マネー・ドール -人生の午後-
家族の時間

(1)

 駅前では、新しいスポーツジムのクーポン券を配っていた。
 ホットヨガのスタジオがあるんだ……興味はあるんだけど、私、体かたいし……でも、一回行ってみよっかな。ほんとに、太ってきたし、これ以上はヤバイかもしんない。
 時計を見ると、まだ五時前。今日は慶太も遅いみたいだし、思った時に行ってみないと、もう、絶対行かないよね。
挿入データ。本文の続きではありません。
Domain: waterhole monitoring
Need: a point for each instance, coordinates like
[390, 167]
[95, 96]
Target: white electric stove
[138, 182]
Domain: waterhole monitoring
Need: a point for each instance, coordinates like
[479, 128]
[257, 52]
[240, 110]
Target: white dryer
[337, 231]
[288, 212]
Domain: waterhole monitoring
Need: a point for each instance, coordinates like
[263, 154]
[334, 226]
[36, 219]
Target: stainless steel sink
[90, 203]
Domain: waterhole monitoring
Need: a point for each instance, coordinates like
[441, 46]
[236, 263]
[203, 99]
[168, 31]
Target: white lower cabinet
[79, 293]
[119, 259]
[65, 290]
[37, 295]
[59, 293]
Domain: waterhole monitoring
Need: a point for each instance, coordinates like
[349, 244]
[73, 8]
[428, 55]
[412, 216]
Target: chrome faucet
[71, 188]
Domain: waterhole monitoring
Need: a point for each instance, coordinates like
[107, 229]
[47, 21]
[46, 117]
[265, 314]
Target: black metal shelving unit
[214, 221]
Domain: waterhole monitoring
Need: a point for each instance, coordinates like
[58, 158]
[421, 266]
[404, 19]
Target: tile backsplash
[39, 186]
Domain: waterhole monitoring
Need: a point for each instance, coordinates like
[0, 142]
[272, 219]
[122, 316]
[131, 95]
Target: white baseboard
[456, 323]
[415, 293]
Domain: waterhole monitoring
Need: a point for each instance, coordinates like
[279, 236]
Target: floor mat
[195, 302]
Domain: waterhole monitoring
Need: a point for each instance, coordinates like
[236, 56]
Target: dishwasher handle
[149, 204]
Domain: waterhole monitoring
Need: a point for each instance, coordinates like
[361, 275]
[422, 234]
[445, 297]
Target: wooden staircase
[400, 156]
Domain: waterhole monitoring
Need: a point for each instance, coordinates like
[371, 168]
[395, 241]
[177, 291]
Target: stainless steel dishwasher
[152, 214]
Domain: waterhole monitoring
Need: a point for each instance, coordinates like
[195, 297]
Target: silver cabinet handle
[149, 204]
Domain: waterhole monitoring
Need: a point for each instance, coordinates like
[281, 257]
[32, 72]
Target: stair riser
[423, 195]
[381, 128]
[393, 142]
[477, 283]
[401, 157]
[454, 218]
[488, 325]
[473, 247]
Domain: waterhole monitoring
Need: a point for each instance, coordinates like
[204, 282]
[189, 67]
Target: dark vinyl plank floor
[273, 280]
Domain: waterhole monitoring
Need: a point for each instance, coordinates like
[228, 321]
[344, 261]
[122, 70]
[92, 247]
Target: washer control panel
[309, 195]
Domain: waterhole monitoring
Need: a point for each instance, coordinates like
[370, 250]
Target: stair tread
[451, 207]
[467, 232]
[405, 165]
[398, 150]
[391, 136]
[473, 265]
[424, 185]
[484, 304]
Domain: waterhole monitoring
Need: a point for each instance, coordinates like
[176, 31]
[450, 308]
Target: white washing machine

 何がいるんだろう。えーと、Tシャツと、スエットでいいのかな? ヨガウエアとかないし。配ってる人に聞いてみよう。
「あの、すみません……」
振り向いたのは、若いお兄さん。二十代前半かな? スポーツマンって感じ。
「行ってみたいんですけど、ウエアはどんなものを……」
「ありがとうございます! 普通のTシャツにパンツで大丈夫ですよ。汗をすごくかくので、吸収しやすいものがいいです。あと、タオルと、お水です。スタジオでレンタルもしてますので、手ぶらできていただいても大丈夫です」
 へえ、レンタルとかあるんだ。でも、他の人が着たウエアを着るのはちょっとね。
「体、かたいんですけど、大丈夫ですか?」
「大丈夫です。初心者用のプログラムは、誰でもこなせるようになってますから」
お兄さんの笑顔、すごく爽やか。おばさんは、この笑顔に惹かれて入会しちゃうのね!
「そうなんだ。じゃあ、頑張ってみます」
「お待ちしております!」
 こういうことができるのも、時間とお金に余裕があるからよね。慶太に感謝しなきゃ。